Un constat inquiétant

Tout cela a abouti à un constat ­inquiétant : il manquerait aujour­d’hui 177 millions de femmes sur terre, notamment en Asie, pour respecter l’équilibre des sexes ! Et l’on estime à près d’une vingtaine le nombre de pays qui pratiquent encore la sélection par le sexe. Même si les mentalités évoluent, les dégâts sont considérables. En revenant, à l’aide d’images d’archives, sur ces politiques à grande échelle, en rencontrant des militants associatifs, de jeunes hommes à la recherche d’épouse ou de jeunes femmes qui racontent leur calvaire (avortements ou mariages forcés), Antje Christ et Dorothe Dörholt réalisent un documentaire passionnant.

Le manque de femmes entraîne, de fait, une augmentation des violences, des trafics, des enlèvements.

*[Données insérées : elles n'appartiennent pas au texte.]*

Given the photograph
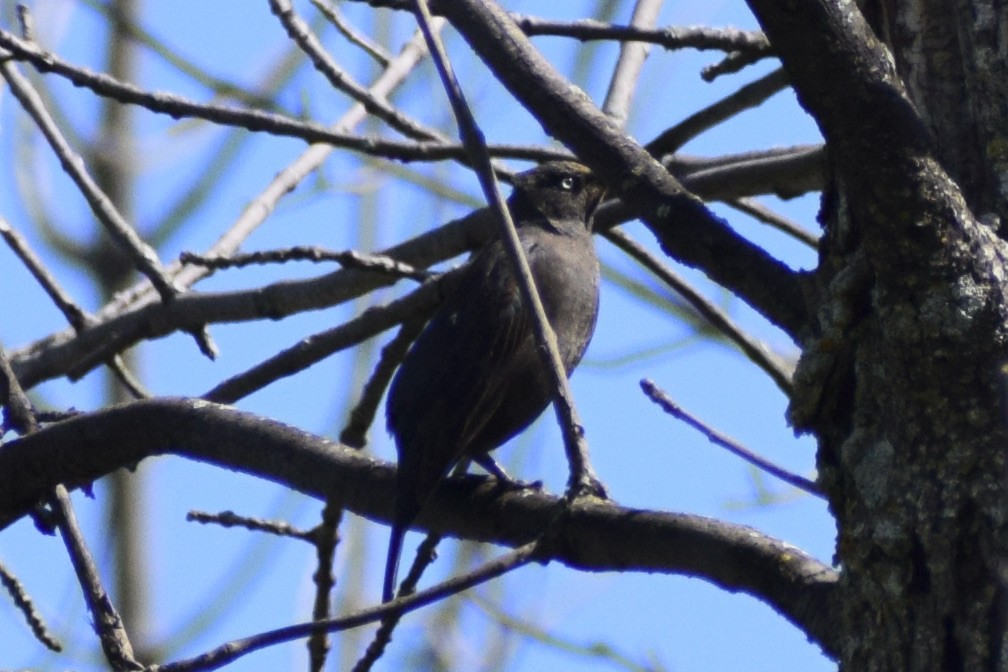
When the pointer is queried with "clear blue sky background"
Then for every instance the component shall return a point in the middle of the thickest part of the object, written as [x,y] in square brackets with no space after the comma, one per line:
[647,460]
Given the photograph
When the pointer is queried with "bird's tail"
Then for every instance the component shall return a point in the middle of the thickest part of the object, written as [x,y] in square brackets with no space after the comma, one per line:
[392,560]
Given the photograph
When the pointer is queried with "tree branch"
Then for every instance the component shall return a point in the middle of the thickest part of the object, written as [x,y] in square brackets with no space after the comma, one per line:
[597,536]
[685,229]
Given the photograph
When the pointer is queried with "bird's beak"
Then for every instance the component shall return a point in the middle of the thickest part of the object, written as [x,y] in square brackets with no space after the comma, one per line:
[596,191]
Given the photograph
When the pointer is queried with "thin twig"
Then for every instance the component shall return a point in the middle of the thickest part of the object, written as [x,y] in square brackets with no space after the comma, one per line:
[231,651]
[141,254]
[702,37]
[325,537]
[623,84]
[27,608]
[664,401]
[752,348]
[315,348]
[111,632]
[231,519]
[758,211]
[257,120]
[733,62]
[373,49]
[300,32]
[75,314]
[425,554]
[347,258]
[749,96]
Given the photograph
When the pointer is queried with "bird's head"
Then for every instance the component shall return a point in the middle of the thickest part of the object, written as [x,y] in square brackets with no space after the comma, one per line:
[557,190]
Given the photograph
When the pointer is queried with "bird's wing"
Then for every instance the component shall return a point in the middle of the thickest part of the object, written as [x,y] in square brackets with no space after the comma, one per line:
[468,356]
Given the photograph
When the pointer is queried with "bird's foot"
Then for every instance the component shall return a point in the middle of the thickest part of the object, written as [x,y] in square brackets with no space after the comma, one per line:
[587,486]
[507,484]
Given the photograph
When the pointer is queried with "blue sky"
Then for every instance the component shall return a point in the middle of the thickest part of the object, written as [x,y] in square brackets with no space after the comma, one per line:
[646,459]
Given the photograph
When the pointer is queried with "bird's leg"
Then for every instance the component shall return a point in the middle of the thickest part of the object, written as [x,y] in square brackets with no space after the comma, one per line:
[495,469]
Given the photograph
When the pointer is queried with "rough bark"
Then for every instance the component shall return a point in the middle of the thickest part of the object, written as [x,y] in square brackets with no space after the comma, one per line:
[903,383]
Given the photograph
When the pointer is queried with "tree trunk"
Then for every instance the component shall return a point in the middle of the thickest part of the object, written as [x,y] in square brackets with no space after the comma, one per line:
[903,378]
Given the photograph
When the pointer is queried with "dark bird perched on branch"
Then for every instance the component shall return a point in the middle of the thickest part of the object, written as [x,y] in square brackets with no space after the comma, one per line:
[474,378]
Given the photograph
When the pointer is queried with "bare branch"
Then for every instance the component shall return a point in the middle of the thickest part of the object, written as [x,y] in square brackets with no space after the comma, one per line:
[684,227]
[597,535]
[665,402]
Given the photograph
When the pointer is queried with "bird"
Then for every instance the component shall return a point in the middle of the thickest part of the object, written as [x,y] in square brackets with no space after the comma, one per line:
[474,378]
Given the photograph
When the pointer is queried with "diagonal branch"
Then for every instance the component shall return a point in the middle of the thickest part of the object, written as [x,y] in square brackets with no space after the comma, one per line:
[685,229]
[598,536]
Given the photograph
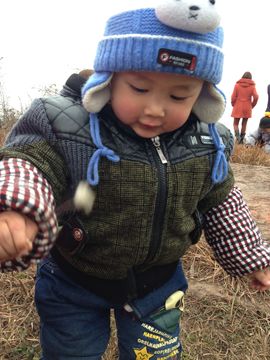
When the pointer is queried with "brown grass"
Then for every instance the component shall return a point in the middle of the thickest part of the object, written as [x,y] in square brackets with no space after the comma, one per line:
[223,318]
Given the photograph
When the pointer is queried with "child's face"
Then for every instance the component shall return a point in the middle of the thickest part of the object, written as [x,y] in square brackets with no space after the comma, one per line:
[153,103]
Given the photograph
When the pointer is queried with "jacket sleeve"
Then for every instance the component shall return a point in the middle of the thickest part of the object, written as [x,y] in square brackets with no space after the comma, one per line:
[234,237]
[24,189]
[32,139]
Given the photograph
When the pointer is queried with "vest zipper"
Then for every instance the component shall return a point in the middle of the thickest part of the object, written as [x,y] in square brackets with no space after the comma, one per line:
[160,205]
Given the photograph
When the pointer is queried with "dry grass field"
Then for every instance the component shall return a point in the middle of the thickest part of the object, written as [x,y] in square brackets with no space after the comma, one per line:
[223,318]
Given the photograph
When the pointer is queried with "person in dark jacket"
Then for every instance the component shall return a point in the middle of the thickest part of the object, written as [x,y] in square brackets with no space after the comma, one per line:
[243,99]
[147,167]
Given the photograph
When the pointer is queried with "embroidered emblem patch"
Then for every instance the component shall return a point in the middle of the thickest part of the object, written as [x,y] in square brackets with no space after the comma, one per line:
[176,58]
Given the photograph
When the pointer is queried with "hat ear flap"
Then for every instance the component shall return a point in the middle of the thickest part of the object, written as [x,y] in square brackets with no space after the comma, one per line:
[210,104]
[96,92]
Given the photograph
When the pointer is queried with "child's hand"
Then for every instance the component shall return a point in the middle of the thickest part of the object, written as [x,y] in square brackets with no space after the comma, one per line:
[17,233]
[260,280]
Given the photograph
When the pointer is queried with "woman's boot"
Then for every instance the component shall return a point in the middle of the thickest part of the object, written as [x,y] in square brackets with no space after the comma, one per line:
[242,138]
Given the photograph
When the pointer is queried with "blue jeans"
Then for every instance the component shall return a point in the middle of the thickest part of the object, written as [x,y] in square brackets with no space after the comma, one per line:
[75,323]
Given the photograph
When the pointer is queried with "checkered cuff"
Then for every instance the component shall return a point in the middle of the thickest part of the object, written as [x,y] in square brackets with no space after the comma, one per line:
[234,237]
[24,189]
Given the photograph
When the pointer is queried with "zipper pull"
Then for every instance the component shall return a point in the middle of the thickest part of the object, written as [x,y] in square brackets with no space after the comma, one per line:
[156,143]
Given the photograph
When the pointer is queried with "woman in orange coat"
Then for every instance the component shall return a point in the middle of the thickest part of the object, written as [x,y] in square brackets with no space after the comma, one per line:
[243,99]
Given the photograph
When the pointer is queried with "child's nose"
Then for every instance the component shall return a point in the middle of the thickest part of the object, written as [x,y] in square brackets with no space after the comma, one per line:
[155,109]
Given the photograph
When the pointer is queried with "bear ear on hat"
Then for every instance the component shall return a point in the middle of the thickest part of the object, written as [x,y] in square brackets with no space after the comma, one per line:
[96,92]
[210,104]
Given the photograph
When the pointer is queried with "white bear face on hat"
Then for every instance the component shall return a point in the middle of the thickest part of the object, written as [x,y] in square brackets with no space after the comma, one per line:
[200,16]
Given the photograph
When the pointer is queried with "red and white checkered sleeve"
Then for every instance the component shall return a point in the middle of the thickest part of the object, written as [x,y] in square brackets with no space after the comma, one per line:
[234,237]
[24,189]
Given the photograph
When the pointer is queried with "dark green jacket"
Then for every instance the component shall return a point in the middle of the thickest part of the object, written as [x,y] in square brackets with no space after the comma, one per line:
[145,213]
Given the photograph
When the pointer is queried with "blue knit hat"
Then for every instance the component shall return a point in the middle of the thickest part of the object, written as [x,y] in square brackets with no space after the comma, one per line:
[175,37]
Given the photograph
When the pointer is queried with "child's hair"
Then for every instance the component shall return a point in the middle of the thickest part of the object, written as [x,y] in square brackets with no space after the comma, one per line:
[175,37]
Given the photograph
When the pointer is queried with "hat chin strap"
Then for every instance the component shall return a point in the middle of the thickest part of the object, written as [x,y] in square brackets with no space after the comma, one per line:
[210,104]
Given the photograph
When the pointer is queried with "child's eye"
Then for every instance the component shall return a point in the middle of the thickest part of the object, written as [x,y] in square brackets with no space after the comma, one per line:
[178,98]
[135,88]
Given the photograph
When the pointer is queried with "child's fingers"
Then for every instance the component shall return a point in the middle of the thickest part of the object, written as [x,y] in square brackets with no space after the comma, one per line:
[7,246]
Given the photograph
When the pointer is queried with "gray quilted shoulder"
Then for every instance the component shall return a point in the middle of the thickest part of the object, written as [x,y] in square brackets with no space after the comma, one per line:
[67,116]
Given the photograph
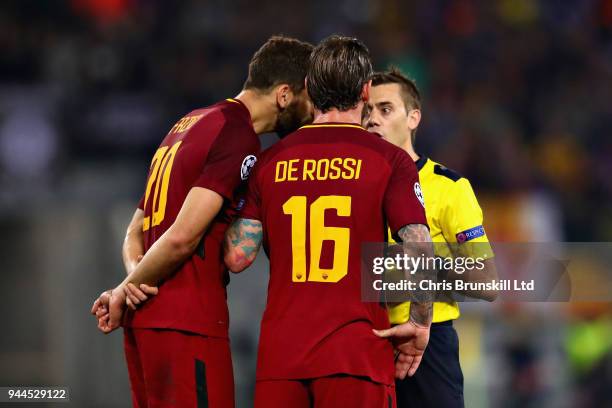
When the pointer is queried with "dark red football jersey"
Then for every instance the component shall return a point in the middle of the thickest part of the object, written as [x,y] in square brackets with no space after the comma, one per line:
[320,193]
[213,148]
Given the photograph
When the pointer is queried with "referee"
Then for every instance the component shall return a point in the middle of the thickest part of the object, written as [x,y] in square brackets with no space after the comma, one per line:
[454,218]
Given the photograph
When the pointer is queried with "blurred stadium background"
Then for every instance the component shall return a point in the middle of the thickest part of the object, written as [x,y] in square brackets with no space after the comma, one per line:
[516,98]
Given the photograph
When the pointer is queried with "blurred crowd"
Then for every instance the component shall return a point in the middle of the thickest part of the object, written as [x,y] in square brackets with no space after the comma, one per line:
[515,90]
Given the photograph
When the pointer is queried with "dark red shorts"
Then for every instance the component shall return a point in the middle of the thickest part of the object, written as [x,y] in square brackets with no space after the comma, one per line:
[169,368]
[326,392]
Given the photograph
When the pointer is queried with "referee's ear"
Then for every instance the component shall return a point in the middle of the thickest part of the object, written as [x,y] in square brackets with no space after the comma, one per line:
[414,118]
[365,92]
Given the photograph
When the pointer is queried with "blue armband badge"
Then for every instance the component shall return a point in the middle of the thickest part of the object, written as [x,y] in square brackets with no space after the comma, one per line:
[470,234]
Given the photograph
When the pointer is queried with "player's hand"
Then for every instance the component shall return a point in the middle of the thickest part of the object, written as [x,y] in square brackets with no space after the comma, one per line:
[110,309]
[410,340]
[100,308]
[137,295]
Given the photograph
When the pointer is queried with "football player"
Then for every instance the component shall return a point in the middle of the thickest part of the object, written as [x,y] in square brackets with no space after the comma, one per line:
[313,199]
[176,344]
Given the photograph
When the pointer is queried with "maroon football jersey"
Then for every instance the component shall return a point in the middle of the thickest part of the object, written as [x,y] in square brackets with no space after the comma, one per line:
[320,193]
[213,148]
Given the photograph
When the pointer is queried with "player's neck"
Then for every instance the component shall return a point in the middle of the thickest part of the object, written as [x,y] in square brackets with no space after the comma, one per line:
[334,115]
[263,111]
[410,150]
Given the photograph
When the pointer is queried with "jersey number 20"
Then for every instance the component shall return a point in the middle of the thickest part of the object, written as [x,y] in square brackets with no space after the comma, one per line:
[161,167]
[296,206]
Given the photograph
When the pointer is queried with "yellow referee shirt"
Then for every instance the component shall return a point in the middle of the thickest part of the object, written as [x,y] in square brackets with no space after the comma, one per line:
[453,215]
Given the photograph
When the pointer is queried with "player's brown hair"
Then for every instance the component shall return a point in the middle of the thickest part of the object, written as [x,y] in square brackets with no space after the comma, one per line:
[281,60]
[339,68]
[408,90]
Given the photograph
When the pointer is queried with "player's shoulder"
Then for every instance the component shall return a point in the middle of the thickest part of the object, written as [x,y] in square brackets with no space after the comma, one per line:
[229,111]
[227,116]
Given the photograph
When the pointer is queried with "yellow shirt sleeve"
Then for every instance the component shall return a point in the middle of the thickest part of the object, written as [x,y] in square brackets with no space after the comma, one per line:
[462,222]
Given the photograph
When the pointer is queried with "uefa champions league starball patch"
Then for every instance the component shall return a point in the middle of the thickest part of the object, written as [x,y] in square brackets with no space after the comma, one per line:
[419,193]
[247,166]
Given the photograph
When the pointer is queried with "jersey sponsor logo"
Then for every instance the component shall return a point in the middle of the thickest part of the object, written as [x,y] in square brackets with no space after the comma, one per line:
[470,234]
[247,166]
[419,193]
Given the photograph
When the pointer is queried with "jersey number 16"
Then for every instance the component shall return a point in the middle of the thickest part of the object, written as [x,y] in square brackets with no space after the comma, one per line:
[296,207]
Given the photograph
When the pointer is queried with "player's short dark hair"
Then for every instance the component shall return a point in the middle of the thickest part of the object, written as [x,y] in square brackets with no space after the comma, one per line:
[281,60]
[339,68]
[408,90]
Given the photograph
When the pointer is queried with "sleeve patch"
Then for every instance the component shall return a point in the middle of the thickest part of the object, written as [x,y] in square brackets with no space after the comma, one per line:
[446,172]
[247,166]
[470,234]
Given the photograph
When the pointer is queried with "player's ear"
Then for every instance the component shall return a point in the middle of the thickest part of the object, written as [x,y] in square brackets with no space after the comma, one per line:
[284,95]
[414,118]
[365,92]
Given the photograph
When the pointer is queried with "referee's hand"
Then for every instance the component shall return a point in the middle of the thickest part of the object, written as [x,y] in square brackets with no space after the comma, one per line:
[410,339]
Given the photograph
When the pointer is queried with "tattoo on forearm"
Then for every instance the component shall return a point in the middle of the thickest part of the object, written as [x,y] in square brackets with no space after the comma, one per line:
[417,242]
[243,239]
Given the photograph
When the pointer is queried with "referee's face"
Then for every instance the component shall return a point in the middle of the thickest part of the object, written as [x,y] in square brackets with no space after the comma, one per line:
[386,114]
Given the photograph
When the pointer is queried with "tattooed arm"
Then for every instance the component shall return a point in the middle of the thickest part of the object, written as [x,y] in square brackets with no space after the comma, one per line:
[242,241]
[410,339]
[417,242]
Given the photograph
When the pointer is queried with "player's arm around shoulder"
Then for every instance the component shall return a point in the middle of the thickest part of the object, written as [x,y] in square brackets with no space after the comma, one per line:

Il faudra attendre des décennies avant que le ratio hommes-femmes soit de nouveau équilibré. Mais les politiques ­changent enfin. En Chine, celle de l’enfant unique a été abandonnée. En Corée du Sud, de 1960 à 2010, le taux de fécondité est passé de six à un et l’avortement est sévèrement contrôlé. En Inde, le gouvernement récompense les familles donnant naissance à des filles.

Un monde sans femmes, d’Antje Christ et Dorothe Dörholt (All., 2018, 90 min).